04.11.2020 | FG Münster

Zur Aufhebung der Wegzugsbesteuerung nach Anteilsveräußerung

Teletax

Wie das Finanzgericht (FG) Münster entscheiden hat, setzt die Aufhebung der Wegzugsbesteuerung nach Anteilsveräußerung die Abgabe einer Steuererklärung im Zuzugsstaat voraus.

Ein Steuerbescheid, mit dem ein fiktiver Veräußerungsgewinn von Kapitalgesellschaftsanteilen aufgrund eines Wegzugs ins EU-Ausland festgesetzt wurde, wird aufgehoben, wenn die Anteile später zu einem niedrigeren Wert verkauft werden und die Wertminderung im Zuzugsstaat „nicht berücksichtigt“ wird (§ 6 Abs. 6 Satz 1 AStG). Nach dem Urteil des FG Münster vom 17. September 2020 (Az. 5 K 3356/17 E) greift diese Regelung jedoch nicht ein, wenn im Zuzugsstaat keine Steuererklärung abgegeben wird.
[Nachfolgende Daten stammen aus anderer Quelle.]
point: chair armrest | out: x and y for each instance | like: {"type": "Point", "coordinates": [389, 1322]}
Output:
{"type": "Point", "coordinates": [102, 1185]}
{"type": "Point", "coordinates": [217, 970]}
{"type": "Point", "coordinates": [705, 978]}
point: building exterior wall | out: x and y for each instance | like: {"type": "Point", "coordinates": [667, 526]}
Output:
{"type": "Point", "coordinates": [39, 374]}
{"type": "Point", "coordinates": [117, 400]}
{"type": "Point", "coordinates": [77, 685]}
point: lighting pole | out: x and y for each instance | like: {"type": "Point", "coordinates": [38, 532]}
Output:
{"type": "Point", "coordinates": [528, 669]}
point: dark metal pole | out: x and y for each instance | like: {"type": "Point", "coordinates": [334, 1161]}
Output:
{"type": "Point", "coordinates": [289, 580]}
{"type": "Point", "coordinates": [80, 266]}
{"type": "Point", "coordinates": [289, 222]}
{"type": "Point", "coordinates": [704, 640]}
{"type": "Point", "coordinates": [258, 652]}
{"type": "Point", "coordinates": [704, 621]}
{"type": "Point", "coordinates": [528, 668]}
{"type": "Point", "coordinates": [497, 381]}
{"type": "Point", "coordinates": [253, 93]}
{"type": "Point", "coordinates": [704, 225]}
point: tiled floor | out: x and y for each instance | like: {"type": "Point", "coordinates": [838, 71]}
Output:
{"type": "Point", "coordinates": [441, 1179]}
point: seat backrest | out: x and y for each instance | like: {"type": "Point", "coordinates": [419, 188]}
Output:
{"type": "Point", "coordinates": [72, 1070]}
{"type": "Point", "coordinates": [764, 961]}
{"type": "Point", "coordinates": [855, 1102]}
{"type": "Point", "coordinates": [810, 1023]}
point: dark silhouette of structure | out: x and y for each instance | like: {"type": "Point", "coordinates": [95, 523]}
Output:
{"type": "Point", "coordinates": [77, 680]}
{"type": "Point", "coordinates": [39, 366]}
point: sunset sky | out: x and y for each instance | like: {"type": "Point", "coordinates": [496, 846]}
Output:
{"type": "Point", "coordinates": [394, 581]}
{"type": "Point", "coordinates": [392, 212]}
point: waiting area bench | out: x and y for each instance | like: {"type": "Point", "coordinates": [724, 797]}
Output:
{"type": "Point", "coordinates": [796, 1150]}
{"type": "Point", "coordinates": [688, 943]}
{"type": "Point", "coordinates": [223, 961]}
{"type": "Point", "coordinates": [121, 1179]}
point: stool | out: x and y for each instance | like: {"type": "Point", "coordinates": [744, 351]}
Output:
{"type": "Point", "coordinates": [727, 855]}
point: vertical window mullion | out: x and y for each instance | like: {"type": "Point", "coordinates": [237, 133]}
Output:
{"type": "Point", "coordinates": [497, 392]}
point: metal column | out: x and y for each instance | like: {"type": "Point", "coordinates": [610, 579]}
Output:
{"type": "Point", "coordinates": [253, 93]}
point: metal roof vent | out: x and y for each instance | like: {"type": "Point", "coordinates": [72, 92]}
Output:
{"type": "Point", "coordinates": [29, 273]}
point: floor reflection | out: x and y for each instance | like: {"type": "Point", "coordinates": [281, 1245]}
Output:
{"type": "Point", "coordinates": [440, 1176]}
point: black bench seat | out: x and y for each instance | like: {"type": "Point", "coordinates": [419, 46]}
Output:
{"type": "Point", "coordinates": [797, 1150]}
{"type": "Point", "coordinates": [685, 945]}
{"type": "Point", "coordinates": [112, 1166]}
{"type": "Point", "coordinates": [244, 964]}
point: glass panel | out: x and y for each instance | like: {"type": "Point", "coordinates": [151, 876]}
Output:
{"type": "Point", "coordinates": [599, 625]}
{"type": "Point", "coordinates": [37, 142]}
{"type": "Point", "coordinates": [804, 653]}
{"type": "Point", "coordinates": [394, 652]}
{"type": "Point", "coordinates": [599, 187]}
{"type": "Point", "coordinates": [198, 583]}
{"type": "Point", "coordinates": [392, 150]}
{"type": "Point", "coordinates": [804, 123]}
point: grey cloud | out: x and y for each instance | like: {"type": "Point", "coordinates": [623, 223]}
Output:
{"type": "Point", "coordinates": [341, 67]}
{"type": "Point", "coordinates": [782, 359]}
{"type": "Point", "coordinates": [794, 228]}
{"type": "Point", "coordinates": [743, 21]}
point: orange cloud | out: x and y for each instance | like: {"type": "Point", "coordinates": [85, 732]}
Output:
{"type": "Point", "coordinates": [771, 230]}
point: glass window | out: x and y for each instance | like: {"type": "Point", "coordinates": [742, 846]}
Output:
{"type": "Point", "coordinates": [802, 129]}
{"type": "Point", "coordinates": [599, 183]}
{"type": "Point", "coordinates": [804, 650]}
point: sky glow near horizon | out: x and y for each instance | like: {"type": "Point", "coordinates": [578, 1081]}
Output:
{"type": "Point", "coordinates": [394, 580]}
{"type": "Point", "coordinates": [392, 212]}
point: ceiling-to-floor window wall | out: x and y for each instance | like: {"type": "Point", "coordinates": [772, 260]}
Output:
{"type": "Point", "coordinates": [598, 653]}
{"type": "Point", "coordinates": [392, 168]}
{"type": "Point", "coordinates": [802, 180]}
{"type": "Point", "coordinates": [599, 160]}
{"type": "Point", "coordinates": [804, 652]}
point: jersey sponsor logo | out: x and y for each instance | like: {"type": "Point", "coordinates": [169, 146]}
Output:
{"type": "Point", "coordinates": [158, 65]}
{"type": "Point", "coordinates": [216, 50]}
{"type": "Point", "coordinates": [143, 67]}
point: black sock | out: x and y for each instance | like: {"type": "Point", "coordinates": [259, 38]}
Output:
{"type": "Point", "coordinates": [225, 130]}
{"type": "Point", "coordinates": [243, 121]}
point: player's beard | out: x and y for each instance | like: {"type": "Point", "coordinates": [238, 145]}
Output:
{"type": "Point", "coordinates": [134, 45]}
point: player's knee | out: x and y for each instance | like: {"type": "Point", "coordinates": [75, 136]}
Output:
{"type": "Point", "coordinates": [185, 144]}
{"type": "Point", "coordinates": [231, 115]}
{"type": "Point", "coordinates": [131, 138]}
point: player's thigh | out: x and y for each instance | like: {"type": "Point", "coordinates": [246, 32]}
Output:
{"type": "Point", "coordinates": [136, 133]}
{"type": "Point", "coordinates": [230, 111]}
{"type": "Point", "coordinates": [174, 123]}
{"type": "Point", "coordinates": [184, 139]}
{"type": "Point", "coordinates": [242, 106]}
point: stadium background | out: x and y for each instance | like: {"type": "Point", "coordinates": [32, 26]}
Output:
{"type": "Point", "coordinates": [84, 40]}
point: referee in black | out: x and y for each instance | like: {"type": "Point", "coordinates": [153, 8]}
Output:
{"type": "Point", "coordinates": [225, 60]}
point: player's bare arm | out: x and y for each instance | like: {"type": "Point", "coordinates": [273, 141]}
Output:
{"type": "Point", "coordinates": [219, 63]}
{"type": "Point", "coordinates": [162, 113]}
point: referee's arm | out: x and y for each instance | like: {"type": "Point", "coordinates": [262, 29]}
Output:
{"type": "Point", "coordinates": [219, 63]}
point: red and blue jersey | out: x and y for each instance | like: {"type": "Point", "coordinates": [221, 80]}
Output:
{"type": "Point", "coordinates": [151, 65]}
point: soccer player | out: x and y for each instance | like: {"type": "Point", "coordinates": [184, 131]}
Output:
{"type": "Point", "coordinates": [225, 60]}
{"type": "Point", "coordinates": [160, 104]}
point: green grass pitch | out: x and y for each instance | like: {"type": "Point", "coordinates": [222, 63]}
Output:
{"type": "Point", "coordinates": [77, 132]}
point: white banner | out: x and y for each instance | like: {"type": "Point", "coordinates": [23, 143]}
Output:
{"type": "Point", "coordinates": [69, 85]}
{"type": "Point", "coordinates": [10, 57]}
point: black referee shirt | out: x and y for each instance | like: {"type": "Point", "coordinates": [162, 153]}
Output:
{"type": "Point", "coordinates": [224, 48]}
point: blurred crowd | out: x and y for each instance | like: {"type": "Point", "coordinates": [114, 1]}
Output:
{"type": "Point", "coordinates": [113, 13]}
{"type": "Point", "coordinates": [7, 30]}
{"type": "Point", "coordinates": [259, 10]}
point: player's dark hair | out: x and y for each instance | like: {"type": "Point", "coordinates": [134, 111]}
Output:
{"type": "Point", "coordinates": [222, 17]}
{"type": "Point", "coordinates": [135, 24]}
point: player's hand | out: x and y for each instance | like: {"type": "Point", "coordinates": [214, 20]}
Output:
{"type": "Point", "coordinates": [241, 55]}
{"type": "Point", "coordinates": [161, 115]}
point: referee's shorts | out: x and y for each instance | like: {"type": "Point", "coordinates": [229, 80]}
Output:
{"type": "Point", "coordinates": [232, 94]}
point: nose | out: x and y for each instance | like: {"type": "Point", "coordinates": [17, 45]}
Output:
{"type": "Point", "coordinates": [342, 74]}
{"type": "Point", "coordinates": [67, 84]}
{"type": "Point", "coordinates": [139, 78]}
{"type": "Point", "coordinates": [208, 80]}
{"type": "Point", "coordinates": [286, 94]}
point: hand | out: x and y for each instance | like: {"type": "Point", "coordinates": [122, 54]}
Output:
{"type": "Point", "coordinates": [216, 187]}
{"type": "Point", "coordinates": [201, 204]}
Fiktiver Veräußerungsgewinn und Stundung der Steuer

Die zusammenveranlagten Kläger zogen von Deutschland nach Österreich. Der Kläger hielt 50 Prozent der Gesellschaftsanteile an einer inländischen GmbH, deren gemeiner Wert zum Wegzugszeitpunkt höher war als die Anschaffungskosten. Das Finanzamt erfasste den sich daraus ergebenden fiktiven Veräußerungsgewinn und stundete die festgesetzte Steuer nach § 6 Abs. 5 AStG. Vier Jahre später veräußerte der Kläger die Anteile und erzielte hierbei einen niedrigeren Veräußerungsgewinn. Die Wertminderung war betrieblich bedingt. Aufgrund der Veräußerung widerrief das Finanzamt die Stundung.

Hiergegen argumentierten die Kläger, dass eine Berücksichtigung der Wertminderung in Österreich in Form von Verlustvorträgen ins Leere ginge, weil er nicht mehr erwerbstätig sei. Deshalb hätten sie in Österreich auch keine Steuererklärungen abgegeben.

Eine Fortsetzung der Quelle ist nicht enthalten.